Submitted to: Meeting Abstract
Publication Type: Abstract only
Publication Acceptance Date: 3/1/2009
Publication Date: 3/27/2009
Citation: Mauget, S.A., Zhang, X.J., Ko, J. 2009. The value of ENSO forecast information to dual purpose winter wheat production in the US Southern High Plains[abstract]. Climate Prediction Science Application Workshop. March 24-27, 2009. Norman, Oklahoma. p. 37. Interpretive Summary:
Technical Abstract: The value of El Niño–Southern Oscillation (ENSO) forecast information to Southern High Plains winter wheat and cattle grazing production systems was estimated here by simulation. Although previous work has calculated average forecast value, our approach was to estimate probabilities of the value of single forecasts from value distributions associated with categorical ENSO forecast conditions. A simple ENSO phase forecast system’s value was compared with that of an ideal forecast method that exactly predicted the tercile category of regional November-March precipitation.

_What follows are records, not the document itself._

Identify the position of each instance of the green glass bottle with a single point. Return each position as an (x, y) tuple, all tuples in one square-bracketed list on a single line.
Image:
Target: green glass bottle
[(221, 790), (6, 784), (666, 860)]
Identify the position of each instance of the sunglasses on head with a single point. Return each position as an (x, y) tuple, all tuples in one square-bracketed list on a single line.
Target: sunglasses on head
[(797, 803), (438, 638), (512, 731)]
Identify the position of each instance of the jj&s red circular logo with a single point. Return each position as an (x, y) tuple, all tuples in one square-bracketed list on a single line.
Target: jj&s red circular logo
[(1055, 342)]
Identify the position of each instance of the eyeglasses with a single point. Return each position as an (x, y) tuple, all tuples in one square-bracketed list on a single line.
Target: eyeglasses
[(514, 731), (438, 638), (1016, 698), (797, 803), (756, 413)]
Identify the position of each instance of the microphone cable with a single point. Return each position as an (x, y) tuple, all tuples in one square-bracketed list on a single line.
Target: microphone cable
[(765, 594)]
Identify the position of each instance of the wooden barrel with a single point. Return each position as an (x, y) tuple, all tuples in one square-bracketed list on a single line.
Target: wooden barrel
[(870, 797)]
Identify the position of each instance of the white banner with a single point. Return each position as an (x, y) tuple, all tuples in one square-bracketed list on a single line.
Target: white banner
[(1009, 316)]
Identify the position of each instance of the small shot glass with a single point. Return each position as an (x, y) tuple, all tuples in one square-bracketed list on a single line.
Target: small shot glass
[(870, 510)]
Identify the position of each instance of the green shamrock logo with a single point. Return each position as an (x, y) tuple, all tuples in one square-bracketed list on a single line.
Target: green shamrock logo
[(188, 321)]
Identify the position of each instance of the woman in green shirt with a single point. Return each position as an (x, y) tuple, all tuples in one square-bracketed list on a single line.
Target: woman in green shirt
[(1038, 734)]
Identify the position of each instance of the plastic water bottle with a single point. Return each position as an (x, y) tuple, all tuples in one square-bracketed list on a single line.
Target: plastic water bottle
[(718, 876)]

Simulations were conducted for four price scenarios with wheat prices that randomly varied about a historical ($3.22 bu-1) and elevated ($7.00 bu-1) mean, and with returns on live weight gain consistent with the grain producer leasing pasturage or owning cattle. In the $3.22 bu-1simulations best practices for specific forecast conditions varied with cattle ownership conditions. However, the ENSO phase system’s value distributions were comparable to that of the perfect forecast system, thus more accurate regional precipitation forecasts may not lead to more forecast value at the farm level. In the $7.00 bu-1 simulations even perfect categorical forecasts produced only minor profit effects, which is attributed here to increased profit margins rather than increased wheat value. But under both wheat price conditions the best no-forecast baseline practices are also shown to have value relative to an arbitrarily chosen management practice. Thus following practices optimized to climatology and current price and cost conditions might increase profits when no forecast information is available.